A Physics Engine with Incremental Rollback for Multiplayer Games
Easel has developed a custom physics engine that uses incremental rollback, a significant technical achievement for multiplayer game development. This innovation allows for large, dynamic online worlds by only snapshotting and rolling back changed physics states, dramatically improving performance over traditional full-state methods. Hacker News finds this fascinating because it tackles a core technical challenge in game engineering with a clever, performance-focused solution, generating a robust discussion among developers.
The Lowdown
The article introduces Easel's new custom-built physics engine, a significant leap for multiplayer game development. Traditionally, creating large game worlds with rollback netcode was infeasible due to the necessity of snapshotting and rolling back the entire physics state every frame. Easel's innovative solution focuses on incrementally processing only the parts of the world that change, drastically improving performance and enabling creators to build much larger, more dynamic online experiences.
- Incremental Rollback: The core innovation allows the engine to only snapshot and roll back objects that have changed, a major departure from existing off-the-shelf engines. This reduces the processing load by 30-50x for typical scenarios where most objects are static.
- Intelligent "Sleep" System: Bodies are put to sleep instantly when their velocity approaches zero, preventing unnecessary calculations. The system also intelligently handles gravity, ensuring entire stacks of objects remain awake only until they reach true equilibrium.
- Optimized Spatial Indexing: Uses a Bounding Volume Hierarchy (BVH) for broad-phase collision detection, optimized for incremental rebalancing and minimizing rollback. It also leverages "Categories" within the BVH to speed up specific queries.
- Advanced Stepping Mechanics: Addresses the common "bouncy character" problem by integrating non-bouncy stepping directly into the solver.
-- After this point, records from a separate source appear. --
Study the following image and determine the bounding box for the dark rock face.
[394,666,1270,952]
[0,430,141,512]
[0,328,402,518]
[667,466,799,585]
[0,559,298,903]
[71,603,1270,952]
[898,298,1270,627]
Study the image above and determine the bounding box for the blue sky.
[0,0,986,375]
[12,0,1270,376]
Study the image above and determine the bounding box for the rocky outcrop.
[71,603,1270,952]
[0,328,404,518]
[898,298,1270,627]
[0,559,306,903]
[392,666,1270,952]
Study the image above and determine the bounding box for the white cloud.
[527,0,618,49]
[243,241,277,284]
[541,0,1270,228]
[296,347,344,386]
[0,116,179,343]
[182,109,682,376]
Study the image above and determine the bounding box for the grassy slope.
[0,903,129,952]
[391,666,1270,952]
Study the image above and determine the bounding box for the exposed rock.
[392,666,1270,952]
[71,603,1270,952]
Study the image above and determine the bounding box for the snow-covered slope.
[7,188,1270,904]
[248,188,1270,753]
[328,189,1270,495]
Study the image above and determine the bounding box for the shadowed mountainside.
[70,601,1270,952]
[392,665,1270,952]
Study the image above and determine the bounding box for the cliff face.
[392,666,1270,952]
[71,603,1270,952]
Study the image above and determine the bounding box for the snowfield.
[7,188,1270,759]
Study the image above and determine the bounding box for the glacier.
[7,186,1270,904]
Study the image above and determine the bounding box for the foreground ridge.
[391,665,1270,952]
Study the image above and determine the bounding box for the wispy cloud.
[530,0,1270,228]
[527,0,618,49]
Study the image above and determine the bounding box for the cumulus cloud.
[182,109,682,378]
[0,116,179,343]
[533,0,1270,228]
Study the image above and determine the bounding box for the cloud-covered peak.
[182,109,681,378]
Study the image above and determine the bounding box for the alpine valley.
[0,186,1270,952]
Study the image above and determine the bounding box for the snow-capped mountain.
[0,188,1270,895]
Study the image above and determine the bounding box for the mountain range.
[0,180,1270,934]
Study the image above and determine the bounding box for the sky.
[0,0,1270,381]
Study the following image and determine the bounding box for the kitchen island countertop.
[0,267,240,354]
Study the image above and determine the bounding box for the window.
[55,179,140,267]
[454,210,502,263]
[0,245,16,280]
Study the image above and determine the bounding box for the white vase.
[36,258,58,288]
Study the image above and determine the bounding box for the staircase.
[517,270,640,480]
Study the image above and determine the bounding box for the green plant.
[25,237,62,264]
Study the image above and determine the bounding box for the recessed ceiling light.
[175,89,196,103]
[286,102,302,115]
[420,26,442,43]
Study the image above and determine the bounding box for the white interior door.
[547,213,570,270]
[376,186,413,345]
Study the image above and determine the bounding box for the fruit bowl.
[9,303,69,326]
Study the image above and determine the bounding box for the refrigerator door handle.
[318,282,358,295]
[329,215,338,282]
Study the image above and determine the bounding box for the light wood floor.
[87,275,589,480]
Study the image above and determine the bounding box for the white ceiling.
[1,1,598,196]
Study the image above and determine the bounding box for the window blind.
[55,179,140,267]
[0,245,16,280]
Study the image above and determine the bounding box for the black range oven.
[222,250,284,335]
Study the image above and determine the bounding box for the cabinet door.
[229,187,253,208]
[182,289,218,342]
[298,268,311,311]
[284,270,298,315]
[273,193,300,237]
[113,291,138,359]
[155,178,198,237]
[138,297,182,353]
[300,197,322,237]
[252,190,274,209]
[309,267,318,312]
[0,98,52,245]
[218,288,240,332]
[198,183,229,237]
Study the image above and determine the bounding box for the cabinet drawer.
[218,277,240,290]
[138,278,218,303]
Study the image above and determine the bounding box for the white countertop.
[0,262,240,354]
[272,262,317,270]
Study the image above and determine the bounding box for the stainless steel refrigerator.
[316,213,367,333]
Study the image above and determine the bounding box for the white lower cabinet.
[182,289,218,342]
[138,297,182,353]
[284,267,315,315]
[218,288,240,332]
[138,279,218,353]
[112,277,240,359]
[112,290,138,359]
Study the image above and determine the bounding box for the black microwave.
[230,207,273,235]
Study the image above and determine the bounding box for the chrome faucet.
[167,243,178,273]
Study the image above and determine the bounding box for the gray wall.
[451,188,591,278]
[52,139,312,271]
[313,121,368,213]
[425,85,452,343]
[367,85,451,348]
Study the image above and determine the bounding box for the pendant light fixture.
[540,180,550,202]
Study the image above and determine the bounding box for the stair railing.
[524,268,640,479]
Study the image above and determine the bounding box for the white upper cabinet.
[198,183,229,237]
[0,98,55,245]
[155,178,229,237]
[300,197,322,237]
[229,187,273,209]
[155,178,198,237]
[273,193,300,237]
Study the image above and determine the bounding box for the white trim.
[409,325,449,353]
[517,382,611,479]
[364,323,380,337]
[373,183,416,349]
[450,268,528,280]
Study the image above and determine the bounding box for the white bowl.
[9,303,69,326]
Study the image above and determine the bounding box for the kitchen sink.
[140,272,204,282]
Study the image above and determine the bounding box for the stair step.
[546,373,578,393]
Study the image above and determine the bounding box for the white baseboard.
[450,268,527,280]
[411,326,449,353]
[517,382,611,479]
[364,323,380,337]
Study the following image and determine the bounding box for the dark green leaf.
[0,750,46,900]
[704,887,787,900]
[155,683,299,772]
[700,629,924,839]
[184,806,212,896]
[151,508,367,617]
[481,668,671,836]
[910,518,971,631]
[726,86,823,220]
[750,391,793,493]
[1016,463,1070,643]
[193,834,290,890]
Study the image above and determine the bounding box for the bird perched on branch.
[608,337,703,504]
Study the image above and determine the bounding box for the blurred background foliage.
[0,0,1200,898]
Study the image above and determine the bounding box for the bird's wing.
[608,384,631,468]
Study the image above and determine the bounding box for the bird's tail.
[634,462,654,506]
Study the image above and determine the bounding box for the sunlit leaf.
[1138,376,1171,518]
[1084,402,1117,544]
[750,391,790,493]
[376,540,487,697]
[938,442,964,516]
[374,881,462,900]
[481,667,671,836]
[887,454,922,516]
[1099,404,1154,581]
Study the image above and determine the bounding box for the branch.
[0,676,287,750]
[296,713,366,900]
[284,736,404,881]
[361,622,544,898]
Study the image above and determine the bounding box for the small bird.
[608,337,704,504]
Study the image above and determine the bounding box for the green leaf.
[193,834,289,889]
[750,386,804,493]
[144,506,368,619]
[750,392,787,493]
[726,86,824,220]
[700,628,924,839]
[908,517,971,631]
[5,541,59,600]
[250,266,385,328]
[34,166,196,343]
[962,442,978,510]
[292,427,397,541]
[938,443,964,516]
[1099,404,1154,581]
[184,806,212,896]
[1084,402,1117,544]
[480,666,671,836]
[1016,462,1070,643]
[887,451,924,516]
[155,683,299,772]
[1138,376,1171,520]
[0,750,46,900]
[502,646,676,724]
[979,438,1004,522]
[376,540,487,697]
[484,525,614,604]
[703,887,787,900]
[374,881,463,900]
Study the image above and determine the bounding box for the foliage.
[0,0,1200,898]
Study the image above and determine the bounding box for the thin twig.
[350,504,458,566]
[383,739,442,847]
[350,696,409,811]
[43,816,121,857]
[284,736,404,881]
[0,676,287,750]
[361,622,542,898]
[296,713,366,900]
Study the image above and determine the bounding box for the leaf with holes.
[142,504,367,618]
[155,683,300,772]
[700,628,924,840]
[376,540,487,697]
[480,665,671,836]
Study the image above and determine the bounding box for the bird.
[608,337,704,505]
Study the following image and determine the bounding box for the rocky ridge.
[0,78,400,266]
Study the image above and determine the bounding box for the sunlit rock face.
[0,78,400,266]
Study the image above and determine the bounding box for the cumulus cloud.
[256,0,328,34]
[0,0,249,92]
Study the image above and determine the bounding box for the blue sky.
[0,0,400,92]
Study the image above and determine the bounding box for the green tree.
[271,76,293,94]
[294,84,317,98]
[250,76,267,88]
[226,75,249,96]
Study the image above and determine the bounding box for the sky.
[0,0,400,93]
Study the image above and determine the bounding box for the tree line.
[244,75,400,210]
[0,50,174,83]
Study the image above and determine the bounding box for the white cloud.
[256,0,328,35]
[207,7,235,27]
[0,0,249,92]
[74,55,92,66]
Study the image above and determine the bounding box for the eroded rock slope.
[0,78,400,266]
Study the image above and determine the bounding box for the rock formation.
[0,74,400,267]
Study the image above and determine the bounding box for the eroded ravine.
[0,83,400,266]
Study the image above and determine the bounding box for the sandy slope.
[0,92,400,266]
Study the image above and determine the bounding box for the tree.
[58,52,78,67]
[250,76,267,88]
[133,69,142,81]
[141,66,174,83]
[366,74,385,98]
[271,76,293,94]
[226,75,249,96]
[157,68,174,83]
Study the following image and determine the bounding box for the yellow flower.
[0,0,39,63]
It treats stepping similarly to position correction, preventing lasting ejection velocities that cause unwanted bounce.
- Robust Continuous Collision Detection (CCD): Implements CCD to accurately detect collisions between fast-moving objects, avoiding missed impacts. The article highlights how Easel's approach improves upon Rapier and Box2D by integrating position integration after determining the time of impact.
- Flexible Body Movement: Unlike some physics engines, Easel allows bodies with velocity or turnRate to move even without colliders, catering to common game development needs like moving billboards or purely visual elements.
- Foundation: The engine is built upon the collision detection algorithms of the open-source Parry library.
By intelligently focusing on changed states and implementing sophisticated physics handling, Easel aims to empower game developers to create expansive, low-latency multiplayer games that were previously technically challenging or impossible, opening new possibilities for interactive online experiences.
The Gossip
Game Dev's Grand Gauntlet
Commenters express admiration for the complexity involved in game development, especially when combining player control, multiplayer, and physics. Many relate to the challenges of solving these 'big league' software engineering problems without readily available solutions, underscoring the perceived difficulty and unique demands of the field. The author's post itself highlights the problem they set out to solve: the lack of incremental rollback support in existing physics engines.
Rollback's Refined Rationale
The discussion delves into the core innovation of incremental rollback for physics. Commenters clarify the distinction between snapshotting 'changes' for local CPU optimization during rollback versus delta compression for network bandwidth reduction. There is praise for the author's approach of integrating this complex feature directly into the physics engine, sparing game developers from implementing custom workarounds. An interesting aside notes how rollback concepts could also apply to input fusion with diverse device latencies.
Easel's Engine Elaborations
Users inquired about the practical aspects and capabilities of the Easel engine. Specific questions included deployment options, such as uploading games to platforms like itch.io, and comparisons to existing deterministic physics engines that are also used for multiplayer rollback. The author confirmed that Easel supports export, typically via an embedded iframe to maintain multiplayer functionality, and clarified that their rollback netcode primarily sends inputs, not state, thus minimizing bandwidth concerns.